August 16, 2011
At A Glance
OAK BROOK, Ill. — Researchers have found more evidence supporting the role of fat around the heart in promoting atherosclerosis, according to a study published online in the journal Radiology.
New results from the Multi-Ethnic Study of Atherosclerosis (MESA) show that pericardial fat is more strongly related to coronary artery plaque than either body mass index (BMI) or waist circumference.
When plaque forms in the arteries, it deposits in an irregular manner, causing thickening of the artery wall on one side, but not the other. The ratio of the thick side to the thin side is referred to as plaque eccentricity and is a strong indicator of heart disease.
According to the American Heart Association, heart disease is the leading cause of death in the U.S. In 2010, an estimated 785,000 Americans had a new heart attack, and about 470,000 had a recurrent attack. Every 60 seconds, one person in the U.S. dies from a heart attack.
While previous studies have looked at the relationship of pericardial fat to atherosclerosis in patients with severe coronary disease, this is the first study to determine the association of pericardial fat on coronary artery plaque burden in asymptomatic individuals.
"The individuals in this study had no symptoms and were otherwise healthy," said senior author David A. Bluemke, M.D., Ph.D., director of Radiology and Imaging Sciences at the National Institutes of Health (NIH) Clinical Care. "They did not have significant coronary artery narrowing. Yet, despite this, they had coronary plaque that could be detected by MRI."
For the study, 183 individuals without clinical cardiovascular disease were recruited from the Baltimore and Chicago field centers of MESA, a study funded by the NIH. Participants included 89 women and 94 men with a mean age of 61 years.
"The individuals were fairly representative of the U.S. population, although the majority were overweight," Dr. Bluemke said.
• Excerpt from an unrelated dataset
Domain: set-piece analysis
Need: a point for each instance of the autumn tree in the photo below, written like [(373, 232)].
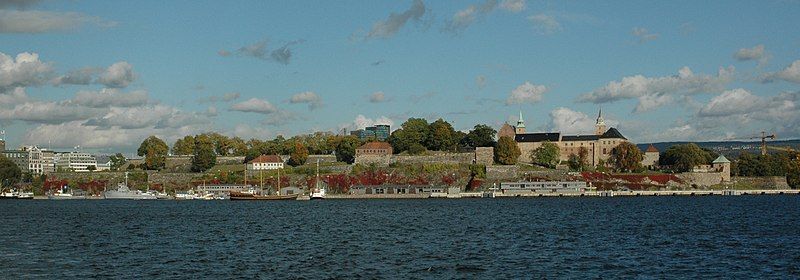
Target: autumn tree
[(183, 146), (154, 151), (299, 155), (507, 152), (626, 157), (547, 155)]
The researchers used magnetic resonance imaging (MRI) to measure coronary artery eccentricity (ratio of maximal to minimal artery wall thickness) as a measure of early-stage atherosclerosis and computed tomography (CT) to determine pericardial fat volume.
"Pericardial fat is located behind the sternum, around the heart, and we cannot see it except with CT or MRI," Dr. Bluemke said. "In some people, extra fat forms preferentially in this area. We do not know why. However, extra fat around the heart is generally associated with being overweight or obese."
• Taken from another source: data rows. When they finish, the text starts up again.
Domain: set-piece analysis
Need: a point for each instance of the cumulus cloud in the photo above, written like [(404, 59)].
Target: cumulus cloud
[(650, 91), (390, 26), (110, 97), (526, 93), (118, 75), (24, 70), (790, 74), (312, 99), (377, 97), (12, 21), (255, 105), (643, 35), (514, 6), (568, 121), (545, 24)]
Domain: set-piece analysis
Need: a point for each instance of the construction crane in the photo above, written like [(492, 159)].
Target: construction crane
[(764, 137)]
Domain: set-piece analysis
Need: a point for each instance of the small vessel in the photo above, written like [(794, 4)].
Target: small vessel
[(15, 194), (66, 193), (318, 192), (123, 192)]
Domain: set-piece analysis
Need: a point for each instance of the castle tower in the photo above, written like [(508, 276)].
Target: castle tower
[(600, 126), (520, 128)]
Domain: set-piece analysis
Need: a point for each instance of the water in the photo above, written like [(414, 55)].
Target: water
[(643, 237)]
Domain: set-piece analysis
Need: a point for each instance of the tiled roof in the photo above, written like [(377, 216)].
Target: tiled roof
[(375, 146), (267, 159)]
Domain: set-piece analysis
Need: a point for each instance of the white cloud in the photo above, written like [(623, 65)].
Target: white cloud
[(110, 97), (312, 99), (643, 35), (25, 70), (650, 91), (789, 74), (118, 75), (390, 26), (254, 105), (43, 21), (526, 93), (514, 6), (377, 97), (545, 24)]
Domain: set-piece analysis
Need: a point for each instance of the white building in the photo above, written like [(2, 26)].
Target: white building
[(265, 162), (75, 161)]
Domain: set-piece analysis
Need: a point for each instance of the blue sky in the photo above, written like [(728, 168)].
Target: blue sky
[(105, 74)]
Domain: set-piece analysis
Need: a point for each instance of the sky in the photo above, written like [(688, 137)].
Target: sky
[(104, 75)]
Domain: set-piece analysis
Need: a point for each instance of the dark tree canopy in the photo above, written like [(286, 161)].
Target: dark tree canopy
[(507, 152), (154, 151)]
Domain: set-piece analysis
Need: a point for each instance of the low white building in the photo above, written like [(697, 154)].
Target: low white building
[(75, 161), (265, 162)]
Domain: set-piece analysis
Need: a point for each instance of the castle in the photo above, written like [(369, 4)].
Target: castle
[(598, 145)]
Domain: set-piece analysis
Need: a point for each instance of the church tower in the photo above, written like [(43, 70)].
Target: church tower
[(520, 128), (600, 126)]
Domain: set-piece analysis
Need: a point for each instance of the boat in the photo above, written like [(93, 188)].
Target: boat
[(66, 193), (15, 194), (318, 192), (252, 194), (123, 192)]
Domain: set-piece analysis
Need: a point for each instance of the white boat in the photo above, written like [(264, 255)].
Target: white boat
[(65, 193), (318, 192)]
The results showed that pericardial fat volume correlated significantly with the degree of plaque eccentricity in both men and women. After adjustment for BMI, waist circumference, traditional risk factors, C-reactive protein level and coronary calcium content, the relationship between pericardial fat and plaque eccentricity remained significant in men, but not in women.
"The findings indicate yet another reason that obesity is bad for us," Dr. Bluemke said. "It is particularly bad when the fat forms around the heart, since the heart fat appears to further promote coronary artery plaque."